In Ruth Pettus’ painting “Coming ’Round the Mountain” (2016), an indistinct figure dashes across a trifurcated landscape. Its lack of facial features and hard outlines characterizes much of Pettus’ figurative work.
“I’ve always been more interested in bodies,” Pettus, 59, explains, “so if I just put in a nose or a brow or the shape of the head—that’s enough for me. My figures, particularly in groups, don’t have any particular sex—and as time has gone on, the figures have become almost like shadows.”
Not that she can’t do faces, as demonstrated by her striking 1991 series “Men in Suits,” dark portraits of stern-looking businessmen: “Someone asked me why I didn’t include facial features [in my work]. Was it because I couldn’t?” she recalls with a laugh. “So that set me off doing a whole series of detailed but expressionist faces.”
Born in New Zealand, raised in Australia and England, Pettus studied at the University of Sydney before relocating in 1975 to the U.S., where she studied at D.C.’s Corcoran School of Art—without obtaining a degree. “I’m a dropout,” she deadpans.
Shortly thereafter, she moved to Baltimore, and over the past 35-plus years has amassed an extraordinary body of work that includes paintings, drawings and, since the mid-1990s, sculptures and installations.

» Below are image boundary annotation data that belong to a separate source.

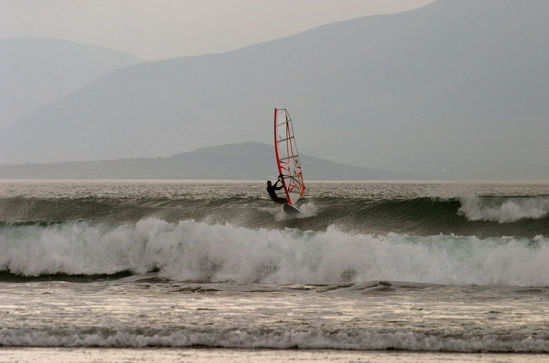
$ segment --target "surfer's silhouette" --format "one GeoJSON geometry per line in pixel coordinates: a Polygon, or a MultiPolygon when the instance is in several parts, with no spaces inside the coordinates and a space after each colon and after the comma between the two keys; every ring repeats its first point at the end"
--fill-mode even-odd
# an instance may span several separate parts
{"type": "Polygon", "coordinates": [[[285,198],[280,198],[278,196],[277,196],[277,191],[279,191],[284,186],[284,185],[281,185],[280,186],[277,186],[277,185],[278,185],[279,183],[282,182],[281,179],[282,177],[282,175],[279,175],[278,180],[277,180],[277,182],[274,183],[274,185],[272,185],[272,183],[271,183],[270,180],[267,180],[267,192],[269,193],[269,196],[271,197],[271,199],[272,199],[272,200],[274,203],[280,203],[280,204],[286,204],[288,203],[288,200],[285,198]]]}

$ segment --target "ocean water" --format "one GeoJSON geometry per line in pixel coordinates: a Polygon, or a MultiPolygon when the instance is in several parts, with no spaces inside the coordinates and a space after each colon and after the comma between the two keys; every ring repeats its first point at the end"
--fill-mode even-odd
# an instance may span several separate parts
{"type": "Polygon", "coordinates": [[[549,359],[549,182],[265,186],[0,182],[0,355],[549,359]]]}

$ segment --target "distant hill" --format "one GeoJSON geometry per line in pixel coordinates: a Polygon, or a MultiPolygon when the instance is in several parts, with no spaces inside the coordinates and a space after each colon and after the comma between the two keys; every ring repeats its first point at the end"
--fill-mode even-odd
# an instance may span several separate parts
{"type": "MultiPolygon", "coordinates": [[[[310,180],[395,180],[418,176],[354,167],[303,155],[310,180]]],[[[273,148],[245,142],[200,149],[169,158],[0,166],[0,179],[276,179],[273,148]]]]}
{"type": "Polygon", "coordinates": [[[440,179],[549,177],[549,1],[438,0],[109,73],[0,130],[0,163],[269,142],[440,179]]]}
{"type": "Polygon", "coordinates": [[[144,60],[46,38],[0,39],[0,128],[106,74],[144,60]]]}

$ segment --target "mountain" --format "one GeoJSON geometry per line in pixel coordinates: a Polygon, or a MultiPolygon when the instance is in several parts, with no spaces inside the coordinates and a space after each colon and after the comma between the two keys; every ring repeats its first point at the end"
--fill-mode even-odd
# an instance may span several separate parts
{"type": "Polygon", "coordinates": [[[0,39],[0,128],[104,74],[144,60],[106,48],[48,39],[0,39]]]}
{"type": "MultiPolygon", "coordinates": [[[[309,180],[394,180],[418,176],[333,163],[303,155],[309,180]]],[[[209,146],[169,158],[0,166],[0,179],[276,179],[272,146],[245,142],[209,146]]]]}
{"type": "Polygon", "coordinates": [[[439,0],[111,72],[0,130],[0,163],[268,142],[441,179],[549,177],[549,1],[439,0]]]}

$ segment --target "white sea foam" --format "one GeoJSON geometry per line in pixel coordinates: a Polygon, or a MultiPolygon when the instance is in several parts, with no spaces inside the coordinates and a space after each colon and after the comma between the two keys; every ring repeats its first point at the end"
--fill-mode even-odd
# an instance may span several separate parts
{"type": "Polygon", "coordinates": [[[549,238],[373,236],[144,219],[0,229],[0,270],[24,275],[158,268],[176,280],[337,284],[387,280],[549,286],[549,238]]]}
{"type": "Polygon", "coordinates": [[[514,222],[524,218],[539,219],[549,214],[549,198],[513,198],[494,203],[474,194],[459,197],[459,210],[470,221],[514,222]]]}
{"type": "MultiPolygon", "coordinates": [[[[73,328],[55,331],[0,329],[0,345],[42,347],[190,347],[287,349],[398,349],[446,352],[548,352],[543,338],[502,339],[489,334],[431,335],[413,331],[382,331],[373,329],[340,331],[319,329],[177,329],[143,332],[132,331],[79,331],[73,328]]],[[[384,329],[386,330],[386,329],[384,329]]]]}

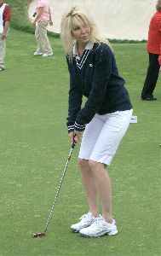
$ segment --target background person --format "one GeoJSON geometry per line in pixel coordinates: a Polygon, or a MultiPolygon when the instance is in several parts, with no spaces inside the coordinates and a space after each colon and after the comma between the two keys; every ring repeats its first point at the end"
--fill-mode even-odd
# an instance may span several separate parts
{"type": "Polygon", "coordinates": [[[3,0],[0,0],[0,71],[4,70],[6,38],[10,23],[10,9],[3,0]]]}
{"type": "Polygon", "coordinates": [[[116,235],[106,166],[129,127],[132,105],[109,43],[101,38],[84,9],[74,7],[64,14],[61,38],[70,73],[67,126],[71,143],[77,144],[85,129],[78,160],[89,212],[71,229],[88,237],[116,235]],[[81,109],[83,96],[87,101],[81,109]]]}
{"type": "Polygon", "coordinates": [[[48,0],[38,0],[36,12],[37,15],[32,21],[32,26],[36,26],[37,23],[35,37],[37,48],[34,52],[34,55],[51,56],[53,55],[53,51],[47,35],[47,26],[49,23],[52,26],[53,22],[48,0]]]}
{"type": "Polygon", "coordinates": [[[158,78],[159,55],[161,55],[161,0],[157,2],[157,12],[151,19],[148,31],[148,40],[147,50],[149,54],[149,66],[147,68],[147,77],[141,92],[141,99],[147,101],[156,101],[153,97],[153,90],[155,89],[158,78]]]}

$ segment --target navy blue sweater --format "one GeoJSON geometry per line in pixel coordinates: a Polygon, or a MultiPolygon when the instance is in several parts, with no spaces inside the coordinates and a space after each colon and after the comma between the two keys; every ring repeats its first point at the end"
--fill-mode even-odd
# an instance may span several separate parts
{"type": "Polygon", "coordinates": [[[132,105],[115,57],[106,44],[94,44],[80,60],[66,57],[70,73],[68,132],[83,131],[95,113],[129,110],[132,105]],[[83,96],[88,99],[81,109],[83,96]]]}

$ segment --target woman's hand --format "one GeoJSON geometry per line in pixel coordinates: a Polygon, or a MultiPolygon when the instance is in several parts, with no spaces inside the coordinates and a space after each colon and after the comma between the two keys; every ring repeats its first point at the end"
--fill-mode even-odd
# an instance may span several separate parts
{"type": "Polygon", "coordinates": [[[74,142],[76,144],[81,140],[82,131],[74,130],[74,142]]]}
{"type": "Polygon", "coordinates": [[[74,130],[73,131],[71,131],[68,133],[68,137],[69,137],[70,142],[76,145],[81,139],[82,131],[74,130]]]}

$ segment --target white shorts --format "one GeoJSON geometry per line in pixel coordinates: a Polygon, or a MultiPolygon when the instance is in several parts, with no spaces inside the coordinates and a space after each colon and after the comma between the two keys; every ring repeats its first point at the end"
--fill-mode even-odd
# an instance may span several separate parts
{"type": "Polygon", "coordinates": [[[132,112],[96,113],[85,128],[78,158],[109,166],[129,127],[132,112]]]}

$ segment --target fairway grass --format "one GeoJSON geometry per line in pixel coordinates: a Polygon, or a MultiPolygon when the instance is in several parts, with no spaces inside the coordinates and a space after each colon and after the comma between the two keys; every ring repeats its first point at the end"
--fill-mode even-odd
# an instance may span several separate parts
{"type": "Polygon", "coordinates": [[[0,256],[161,255],[161,75],[156,102],[140,96],[145,44],[113,44],[138,123],[131,124],[109,167],[118,235],[85,239],[70,225],[88,211],[74,148],[47,236],[44,230],[65,167],[69,75],[60,41],[54,56],[34,57],[34,35],[10,30],[0,73],[0,256]]]}

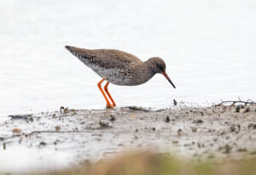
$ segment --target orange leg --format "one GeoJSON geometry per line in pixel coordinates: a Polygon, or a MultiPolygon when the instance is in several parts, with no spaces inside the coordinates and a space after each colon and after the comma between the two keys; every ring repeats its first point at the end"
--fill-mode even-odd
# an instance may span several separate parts
{"type": "Polygon", "coordinates": [[[108,84],[109,84],[109,82],[108,82],[107,84],[104,87],[104,90],[107,93],[107,94],[108,95],[110,100],[112,101],[113,105],[115,106],[115,103],[114,103],[113,99],[112,99],[112,97],[111,97],[110,93],[108,93],[108,84]]]}
{"type": "Polygon", "coordinates": [[[102,80],[101,80],[101,82],[98,82],[98,87],[99,87],[99,88],[100,88],[100,90],[101,90],[101,92],[102,92],[103,97],[105,98],[105,99],[106,99],[106,101],[107,101],[107,108],[113,108],[114,106],[112,105],[112,104],[109,103],[109,101],[108,101],[108,98],[107,98],[107,96],[106,96],[104,91],[103,91],[102,88],[102,82],[104,82],[105,79],[106,79],[106,78],[103,78],[102,80]]]}

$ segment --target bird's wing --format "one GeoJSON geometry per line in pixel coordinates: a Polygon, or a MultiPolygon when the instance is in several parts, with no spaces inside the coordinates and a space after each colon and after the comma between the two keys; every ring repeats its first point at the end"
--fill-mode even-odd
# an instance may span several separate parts
{"type": "Polygon", "coordinates": [[[87,63],[93,64],[94,65],[104,68],[104,69],[125,69],[130,64],[142,63],[137,57],[114,49],[85,49],[75,47],[66,46],[66,48],[69,50],[73,54],[77,56],[85,65],[87,63]]]}

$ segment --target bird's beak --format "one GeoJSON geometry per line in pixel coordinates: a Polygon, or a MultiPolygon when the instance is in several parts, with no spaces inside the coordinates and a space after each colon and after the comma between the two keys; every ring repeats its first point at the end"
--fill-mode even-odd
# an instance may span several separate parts
{"type": "Polygon", "coordinates": [[[169,78],[169,76],[167,76],[167,74],[166,72],[162,73],[164,75],[164,76],[166,76],[166,78],[169,81],[169,82],[172,85],[172,87],[174,88],[176,88],[175,85],[172,82],[171,79],[169,78]]]}

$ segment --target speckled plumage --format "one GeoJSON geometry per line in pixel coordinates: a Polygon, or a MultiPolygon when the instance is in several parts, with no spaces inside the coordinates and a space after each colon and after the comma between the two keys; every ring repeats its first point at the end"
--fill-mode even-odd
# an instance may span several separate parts
{"type": "Polygon", "coordinates": [[[70,46],[66,46],[66,48],[101,77],[116,85],[143,84],[155,73],[161,73],[166,70],[165,62],[158,57],[143,62],[136,56],[119,50],[91,50],[70,46]]]}

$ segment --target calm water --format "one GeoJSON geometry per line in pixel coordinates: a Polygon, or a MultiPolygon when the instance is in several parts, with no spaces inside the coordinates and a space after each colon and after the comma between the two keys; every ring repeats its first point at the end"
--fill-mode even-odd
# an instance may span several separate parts
{"type": "Polygon", "coordinates": [[[0,115],[104,108],[101,78],[65,45],[160,56],[162,75],[109,86],[118,106],[256,99],[256,2],[0,2],[0,115]]]}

The latter takes the form of shoes: found, donated, purchased at thrift shops. Pettus distresses her shoes, coating them in wax, binding them with string, sandwiching them between rocks, adhering them to twigs.
“They convey human experience,” she notes, “although that may sound a bit trite. They can evoke many things. I’m not trying to be clever. I just think that everyone can relate to shoes.”